In most industries, companies are allowed to make cold telephone calls, but seeking business face-to-face, i.e. calling door-to-door or stopping passersby; making automated calls; and sending unsolicited texts are all prohibited. The Financial Services Authority also bans cold calls to sell certain types of financial product. However, consumers who receive cold calls have the right to request not to be called again by that company, and organisations must also not make cold calls to anyone who has registered with the Telephone Preference Service (TPS).

The ICO has taken this action based on complaints it has received, and complaints received by the TPS, with the ICO suspecting that some firms are illegally phoning TPS registered consumers.

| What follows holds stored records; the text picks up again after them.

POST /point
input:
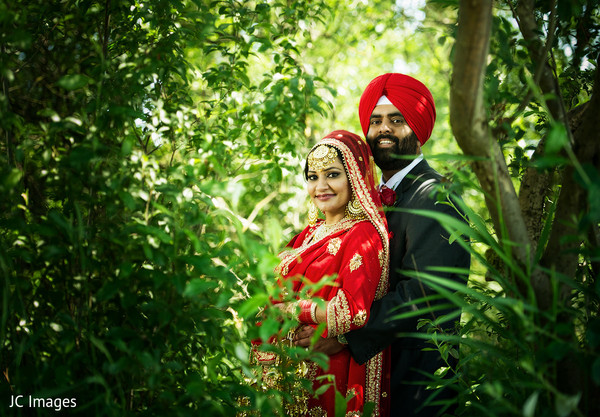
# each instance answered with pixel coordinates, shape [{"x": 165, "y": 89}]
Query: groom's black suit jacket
[{"x": 418, "y": 243}]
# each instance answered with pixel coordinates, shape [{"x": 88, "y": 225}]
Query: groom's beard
[{"x": 384, "y": 157}]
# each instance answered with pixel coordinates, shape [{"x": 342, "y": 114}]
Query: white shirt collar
[{"x": 397, "y": 178}]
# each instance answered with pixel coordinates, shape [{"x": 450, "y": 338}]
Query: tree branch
[{"x": 471, "y": 129}]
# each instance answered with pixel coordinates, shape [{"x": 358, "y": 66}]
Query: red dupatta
[{"x": 356, "y": 253}]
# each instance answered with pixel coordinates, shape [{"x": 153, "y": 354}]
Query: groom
[{"x": 397, "y": 114}]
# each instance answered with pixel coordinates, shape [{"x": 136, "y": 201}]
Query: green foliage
[
  {"x": 129, "y": 183},
  {"x": 509, "y": 350}
]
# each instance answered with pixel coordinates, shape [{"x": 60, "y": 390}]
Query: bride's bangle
[{"x": 308, "y": 312}]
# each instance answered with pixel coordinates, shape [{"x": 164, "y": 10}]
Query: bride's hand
[{"x": 323, "y": 345}]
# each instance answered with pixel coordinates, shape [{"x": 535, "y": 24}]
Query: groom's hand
[{"x": 323, "y": 345}]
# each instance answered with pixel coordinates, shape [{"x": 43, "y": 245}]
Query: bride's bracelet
[{"x": 308, "y": 312}]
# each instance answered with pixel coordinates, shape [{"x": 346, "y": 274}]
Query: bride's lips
[
  {"x": 324, "y": 197},
  {"x": 385, "y": 143}
]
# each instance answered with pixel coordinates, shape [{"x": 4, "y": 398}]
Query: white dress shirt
[{"x": 397, "y": 178}]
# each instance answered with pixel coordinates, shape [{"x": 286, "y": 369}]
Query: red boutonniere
[{"x": 388, "y": 196}]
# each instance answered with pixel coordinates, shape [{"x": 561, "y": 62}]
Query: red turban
[{"x": 408, "y": 95}]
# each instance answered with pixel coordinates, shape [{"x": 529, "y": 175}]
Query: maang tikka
[
  {"x": 321, "y": 157},
  {"x": 313, "y": 213}
]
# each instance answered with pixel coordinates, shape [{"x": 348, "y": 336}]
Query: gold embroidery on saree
[
  {"x": 338, "y": 315},
  {"x": 334, "y": 245},
  {"x": 355, "y": 262},
  {"x": 360, "y": 318}
]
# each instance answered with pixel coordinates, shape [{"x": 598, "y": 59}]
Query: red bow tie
[{"x": 388, "y": 196}]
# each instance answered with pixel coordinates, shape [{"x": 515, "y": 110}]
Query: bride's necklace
[{"x": 326, "y": 229}]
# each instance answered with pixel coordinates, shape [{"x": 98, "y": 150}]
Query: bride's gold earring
[
  {"x": 313, "y": 213},
  {"x": 354, "y": 209}
]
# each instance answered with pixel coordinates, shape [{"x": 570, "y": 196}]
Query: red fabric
[
  {"x": 357, "y": 256},
  {"x": 408, "y": 95}
]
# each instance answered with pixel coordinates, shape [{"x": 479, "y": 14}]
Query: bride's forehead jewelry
[{"x": 321, "y": 157}]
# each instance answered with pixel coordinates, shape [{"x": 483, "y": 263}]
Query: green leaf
[
  {"x": 199, "y": 286},
  {"x": 530, "y": 405},
  {"x": 73, "y": 82},
  {"x": 557, "y": 138},
  {"x": 565, "y": 404}
]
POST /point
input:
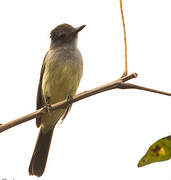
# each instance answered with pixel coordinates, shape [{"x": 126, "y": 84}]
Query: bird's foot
[
  {"x": 69, "y": 100},
  {"x": 48, "y": 107}
]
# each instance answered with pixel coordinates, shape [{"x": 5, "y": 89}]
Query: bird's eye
[{"x": 62, "y": 35}]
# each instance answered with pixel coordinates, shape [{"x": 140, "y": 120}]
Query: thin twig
[
  {"x": 120, "y": 84},
  {"x": 134, "y": 86},
  {"x": 125, "y": 41},
  {"x": 64, "y": 103}
]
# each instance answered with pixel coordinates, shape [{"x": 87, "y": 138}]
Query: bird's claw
[
  {"x": 48, "y": 107},
  {"x": 69, "y": 100}
]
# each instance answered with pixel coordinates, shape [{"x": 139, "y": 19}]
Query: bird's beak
[{"x": 78, "y": 29}]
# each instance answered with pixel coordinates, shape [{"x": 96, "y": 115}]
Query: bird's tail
[{"x": 40, "y": 154}]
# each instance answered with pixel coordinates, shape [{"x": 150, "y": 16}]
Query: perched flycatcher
[{"x": 59, "y": 78}]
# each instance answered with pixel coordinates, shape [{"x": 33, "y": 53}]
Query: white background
[{"x": 103, "y": 137}]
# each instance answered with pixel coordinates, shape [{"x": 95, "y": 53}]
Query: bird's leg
[
  {"x": 48, "y": 105},
  {"x": 69, "y": 100}
]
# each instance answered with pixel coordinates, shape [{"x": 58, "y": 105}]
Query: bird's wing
[{"x": 39, "y": 91}]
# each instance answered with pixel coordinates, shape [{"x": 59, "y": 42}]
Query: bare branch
[
  {"x": 119, "y": 84},
  {"x": 63, "y": 104},
  {"x": 125, "y": 42},
  {"x": 133, "y": 86}
]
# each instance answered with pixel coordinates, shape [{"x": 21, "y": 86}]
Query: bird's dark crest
[{"x": 61, "y": 30}]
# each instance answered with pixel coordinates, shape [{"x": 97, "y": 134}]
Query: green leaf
[{"x": 159, "y": 151}]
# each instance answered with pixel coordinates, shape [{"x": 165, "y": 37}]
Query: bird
[{"x": 60, "y": 76}]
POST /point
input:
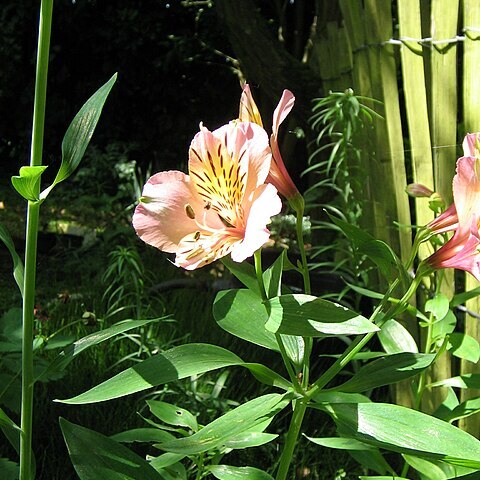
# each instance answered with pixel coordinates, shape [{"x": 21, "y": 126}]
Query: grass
[{"x": 69, "y": 282}]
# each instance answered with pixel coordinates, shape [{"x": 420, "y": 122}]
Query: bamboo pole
[
  {"x": 414, "y": 89},
  {"x": 443, "y": 126},
  {"x": 391, "y": 203},
  {"x": 471, "y": 116}
]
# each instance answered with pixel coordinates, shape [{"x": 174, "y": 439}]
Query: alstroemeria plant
[
  {"x": 278, "y": 175},
  {"x": 462, "y": 250},
  {"x": 222, "y": 207}
]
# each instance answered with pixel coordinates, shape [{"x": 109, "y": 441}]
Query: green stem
[
  {"x": 360, "y": 341},
  {"x": 307, "y": 287},
  {"x": 33, "y": 210},
  {"x": 258, "y": 271},
  {"x": 257, "y": 256},
  {"x": 291, "y": 440}
]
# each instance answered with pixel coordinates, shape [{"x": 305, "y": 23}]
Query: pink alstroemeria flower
[
  {"x": 462, "y": 251},
  {"x": 222, "y": 207},
  {"x": 278, "y": 175}
]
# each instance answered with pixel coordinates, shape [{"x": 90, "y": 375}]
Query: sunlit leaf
[
  {"x": 229, "y": 425},
  {"x": 79, "y": 134},
  {"x": 226, "y": 472},
  {"x": 174, "y": 364},
  {"x": 309, "y": 316},
  {"x": 60, "y": 362},
  {"x": 464, "y": 346},
  {"x": 27, "y": 183},
  {"x": 96, "y": 456},
  {"x": 407, "y": 431},
  {"x": 386, "y": 371}
]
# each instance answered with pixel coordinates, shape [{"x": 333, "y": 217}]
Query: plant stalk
[
  {"x": 33, "y": 209},
  {"x": 291, "y": 440}
]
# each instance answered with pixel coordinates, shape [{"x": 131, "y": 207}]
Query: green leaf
[
  {"x": 17, "y": 262},
  {"x": 437, "y": 470},
  {"x": 324, "y": 396},
  {"x": 242, "y": 313},
  {"x": 381, "y": 477},
  {"x": 464, "y": 409},
  {"x": 340, "y": 443},
  {"x": 165, "y": 460},
  {"x": 295, "y": 349},
  {"x": 172, "y": 415},
  {"x": 60, "y": 362},
  {"x": 272, "y": 277},
  {"x": 79, "y": 134},
  {"x": 438, "y": 305},
  {"x": 372, "y": 460},
  {"x": 226, "y": 472},
  {"x": 469, "y": 380},
  {"x": 142, "y": 435},
  {"x": 463, "y": 297},
  {"x": 310, "y": 316},
  {"x": 249, "y": 439},
  {"x": 178, "y": 362},
  {"x": 407, "y": 431},
  {"x": 429, "y": 469},
  {"x": 27, "y": 183},
  {"x": 449, "y": 403},
  {"x": 464, "y": 346},
  {"x": 96, "y": 456},
  {"x": 244, "y": 272},
  {"x": 445, "y": 326},
  {"x": 233, "y": 423},
  {"x": 376, "y": 250},
  {"x": 174, "y": 364},
  {"x": 395, "y": 338},
  {"x": 267, "y": 376},
  {"x": 386, "y": 371}
]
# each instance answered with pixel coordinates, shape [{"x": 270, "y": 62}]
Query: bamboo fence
[{"x": 421, "y": 59}]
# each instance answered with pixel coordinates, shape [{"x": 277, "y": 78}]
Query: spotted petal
[
  {"x": 263, "y": 204},
  {"x": 160, "y": 218}
]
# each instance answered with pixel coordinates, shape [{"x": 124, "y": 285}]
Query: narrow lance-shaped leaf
[
  {"x": 66, "y": 356},
  {"x": 386, "y": 371},
  {"x": 226, "y": 472},
  {"x": 174, "y": 364},
  {"x": 310, "y": 316},
  {"x": 79, "y": 134},
  {"x": 241, "y": 419},
  {"x": 403, "y": 430},
  {"x": 27, "y": 183},
  {"x": 108, "y": 459}
]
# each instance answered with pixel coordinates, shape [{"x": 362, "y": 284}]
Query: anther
[{"x": 189, "y": 211}]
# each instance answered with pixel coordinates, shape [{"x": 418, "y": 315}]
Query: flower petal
[
  {"x": 202, "y": 248},
  {"x": 263, "y": 204},
  {"x": 248, "y": 108},
  {"x": 466, "y": 190},
  {"x": 161, "y": 219}
]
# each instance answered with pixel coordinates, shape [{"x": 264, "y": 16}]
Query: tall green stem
[
  {"x": 361, "y": 341},
  {"x": 291, "y": 440},
  {"x": 33, "y": 209}
]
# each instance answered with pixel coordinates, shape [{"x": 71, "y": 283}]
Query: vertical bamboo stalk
[
  {"x": 471, "y": 116},
  {"x": 414, "y": 89},
  {"x": 443, "y": 126},
  {"x": 353, "y": 14},
  {"x": 391, "y": 201}
]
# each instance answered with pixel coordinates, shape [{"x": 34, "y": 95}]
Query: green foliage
[{"x": 109, "y": 459}]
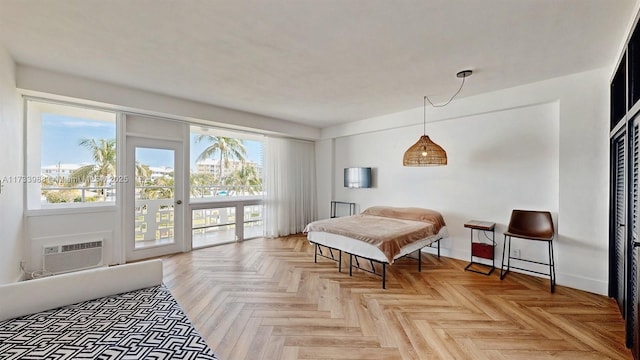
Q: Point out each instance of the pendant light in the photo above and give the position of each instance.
(425, 152)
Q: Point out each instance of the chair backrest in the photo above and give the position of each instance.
(531, 224)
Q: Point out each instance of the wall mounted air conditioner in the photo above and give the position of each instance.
(58, 259)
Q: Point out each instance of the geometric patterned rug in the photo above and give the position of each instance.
(142, 324)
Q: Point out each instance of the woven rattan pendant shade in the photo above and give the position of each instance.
(425, 153)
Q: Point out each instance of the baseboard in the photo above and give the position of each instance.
(21, 277)
(573, 281)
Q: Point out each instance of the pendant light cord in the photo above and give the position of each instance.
(450, 100)
(424, 116)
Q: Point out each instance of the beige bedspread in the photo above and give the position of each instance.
(387, 228)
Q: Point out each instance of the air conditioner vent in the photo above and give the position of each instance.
(58, 259)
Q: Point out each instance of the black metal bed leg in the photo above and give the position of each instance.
(505, 244)
(384, 275)
(350, 264)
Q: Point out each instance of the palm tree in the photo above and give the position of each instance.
(229, 148)
(103, 152)
(245, 178)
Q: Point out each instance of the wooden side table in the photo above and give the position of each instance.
(480, 249)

The ICO received 7,095 complaints regarding cold calls in the period 2011-12, an increase of 43% over a 12 month period.

Four claims management companies (CMCs), all specialising in payment protection insurance (PPI), have already been the subject of action by the ICO. CMCs have been cited by the ICO as a problem industry for cold calling, along with home improvement companies, direct marketers and utility providers.

In July 2012, the ICO was granted the power to impose fines of up to £500,000 for breaches of the Privacy and Electronic Communications Regulations regarding cold calling or sending texts and emails. It has a dedicated team of staff who specialise in monitoring this area. In addition to its own powers of enforcement, the ICO can initiate criminal prosecutions of organisations who break the law.

Simon Entwistle, Director of Operations at the ICO, said in October 2012: “The public have told us that they are increasingly concerned about the illegal marketing texts and calls. These are often made by rogue companies claiming to offer pay outs for accidents a person has never had or PPI claims that they are not necessarily entitled to.

“While companies can phone people to sell them the latest product or service, the law states that individuals should not receive unsolicited texts or automated marketing calls unless they have given their permission. We know many companies are failing to do this and two individuals responsible for sending millions of illegal marketing messages are now facing six figure penalties unless they can prove otherwise.”

In November 2012, charity Citizens Advice called for CMCs to be banned from cold calling. Its research suggested 90% of consumers have received calls, emails or texts from CMCs, of which 72% concerned re-claiming PPI.

Citizens Advice chief executive Gillian Guy used some rather stark language regarding the matter by saying “These firms are intimidating people in their home and wasting a lot of people’s time.”